By Craig J. Corsini
One can describe them any way one likes. The most polite may be “artificial topography,” but I prefer “armpits of retail,” “land tumors,” “commercial biowaste” or “bacterial infections upon the landscape.” I am speaking of shopping malls.
The North Bay is blessed with more than its share: In Marin, there are Strawberry Village, The Village, Town Center, Montecito Center, Northgate, Vintage Oaks, Pacheco Plaza, Hamilton Marketplace, Gateway Center, Marin Country Mart, Red Hill, Bon Air and more.
To the north, there are the Petaluma and Napa Outlets, Coddingtown, Montgomery Village, Vineyard, Sonoma Marketplace, River Park, Silverado Plaza and University Square, to name just a few. The nice thing about Sonoma and Napa is that those counties don’t seem to have purposely and permanently crippled their downtowns in the same ways Marin has, because of the enduring appeal of human scale villages such as Sebastopol, Cotati, Sonoma town, Healdsburg, Saint Helena and Calistoga. The tourist attractions around wine seem to help.
If I have missed naming any great malls, a Patagonia pullover pox upon me.
Shopping, as Clifford Odets wrote, is America’s chronic disease. Malls, as Joan Didion wrote, are pyramids to the Boom years, by which I think she meant the 1950s, the last decade truly beloved by Americans who are willing to overlook lynchings, red-lining, segregated public schools, massive scale environmental degradation and political witchhunts.
Malls are inevitably associated with that other pathologically destructive modern invention, the automobile, which has inflicted another emptier than empty blight on the landscape, the parking lot. When there is a big multi-level parking lot next to a mall, such as the one at Stanford Shopping Center, one has the full Monty of cancerous land use, a peerless example of 21st century fake mobility.

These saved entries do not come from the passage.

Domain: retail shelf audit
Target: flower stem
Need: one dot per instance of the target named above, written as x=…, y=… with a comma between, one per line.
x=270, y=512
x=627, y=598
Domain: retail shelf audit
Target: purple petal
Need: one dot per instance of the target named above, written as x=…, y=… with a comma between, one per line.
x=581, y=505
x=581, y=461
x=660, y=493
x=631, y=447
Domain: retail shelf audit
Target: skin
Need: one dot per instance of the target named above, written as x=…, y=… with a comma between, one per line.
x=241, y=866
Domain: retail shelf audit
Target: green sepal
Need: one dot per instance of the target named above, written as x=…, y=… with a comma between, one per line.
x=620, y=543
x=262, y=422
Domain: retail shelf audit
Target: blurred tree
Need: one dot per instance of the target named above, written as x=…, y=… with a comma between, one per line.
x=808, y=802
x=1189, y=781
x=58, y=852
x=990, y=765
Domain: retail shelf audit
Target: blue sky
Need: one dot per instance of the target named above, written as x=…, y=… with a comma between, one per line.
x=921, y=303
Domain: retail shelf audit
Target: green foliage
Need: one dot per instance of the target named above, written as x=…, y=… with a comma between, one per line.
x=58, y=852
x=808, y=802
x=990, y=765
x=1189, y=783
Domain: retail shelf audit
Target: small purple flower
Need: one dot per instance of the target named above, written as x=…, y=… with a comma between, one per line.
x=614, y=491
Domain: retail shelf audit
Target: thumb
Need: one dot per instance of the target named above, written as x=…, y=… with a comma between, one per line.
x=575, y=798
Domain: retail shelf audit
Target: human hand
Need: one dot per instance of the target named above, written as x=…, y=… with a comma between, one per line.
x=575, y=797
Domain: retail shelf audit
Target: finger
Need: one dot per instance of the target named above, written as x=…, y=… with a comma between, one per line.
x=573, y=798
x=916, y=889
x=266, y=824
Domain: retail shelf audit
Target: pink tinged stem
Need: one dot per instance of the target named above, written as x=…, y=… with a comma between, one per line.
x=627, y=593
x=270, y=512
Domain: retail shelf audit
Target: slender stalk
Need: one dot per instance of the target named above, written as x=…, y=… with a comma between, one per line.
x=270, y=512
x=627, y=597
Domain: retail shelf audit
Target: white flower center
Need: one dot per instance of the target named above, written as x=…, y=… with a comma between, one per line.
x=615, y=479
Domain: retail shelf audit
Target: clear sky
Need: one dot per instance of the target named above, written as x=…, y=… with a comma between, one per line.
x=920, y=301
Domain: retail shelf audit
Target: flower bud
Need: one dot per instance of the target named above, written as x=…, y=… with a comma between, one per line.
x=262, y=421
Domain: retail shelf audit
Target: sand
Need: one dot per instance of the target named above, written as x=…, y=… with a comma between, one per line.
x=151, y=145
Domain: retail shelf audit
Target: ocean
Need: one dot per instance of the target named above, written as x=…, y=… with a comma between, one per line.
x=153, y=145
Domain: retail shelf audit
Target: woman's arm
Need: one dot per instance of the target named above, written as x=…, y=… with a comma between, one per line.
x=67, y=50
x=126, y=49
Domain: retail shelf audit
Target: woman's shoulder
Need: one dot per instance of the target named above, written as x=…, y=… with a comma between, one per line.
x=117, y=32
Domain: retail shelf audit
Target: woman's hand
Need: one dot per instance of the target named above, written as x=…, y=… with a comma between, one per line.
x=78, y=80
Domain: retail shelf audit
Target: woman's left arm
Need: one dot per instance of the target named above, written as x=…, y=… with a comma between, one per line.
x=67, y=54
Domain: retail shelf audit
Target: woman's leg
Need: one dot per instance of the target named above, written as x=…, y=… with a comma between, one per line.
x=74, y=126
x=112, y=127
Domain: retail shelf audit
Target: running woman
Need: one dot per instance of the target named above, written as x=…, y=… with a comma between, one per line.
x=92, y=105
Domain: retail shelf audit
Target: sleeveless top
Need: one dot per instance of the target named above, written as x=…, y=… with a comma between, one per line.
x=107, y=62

Malls are the pestilent McKinseys of commercial property, not unlike the hooker who is compelled to warn her ugly client, “Not on the first date.” One doesn’t go to a mall to feel alive; one goes there to feel hideous, powerless and dead. The medical equivalent of a mall is valium. When I find myself in a mall, which is pretty rare, I feel the same as I do in an airport: like a cow.
Malls have killed downtown America, for good. Anybody who lived in Marin in 1955 will recall the cultural jewel that was Fourth Street in San Rafael. The entire county population at that time used Fourth Street as its shopping destination. If Fourth Street didn’t have it, one didn’t need it. Now? Not so much.
It wouldn’t bother me if we lost a couple or more of these playgrounds with parking. Enough already.
Craig J. Corsini of San Rafael is a writer, grandfather and “a hell of a cook.”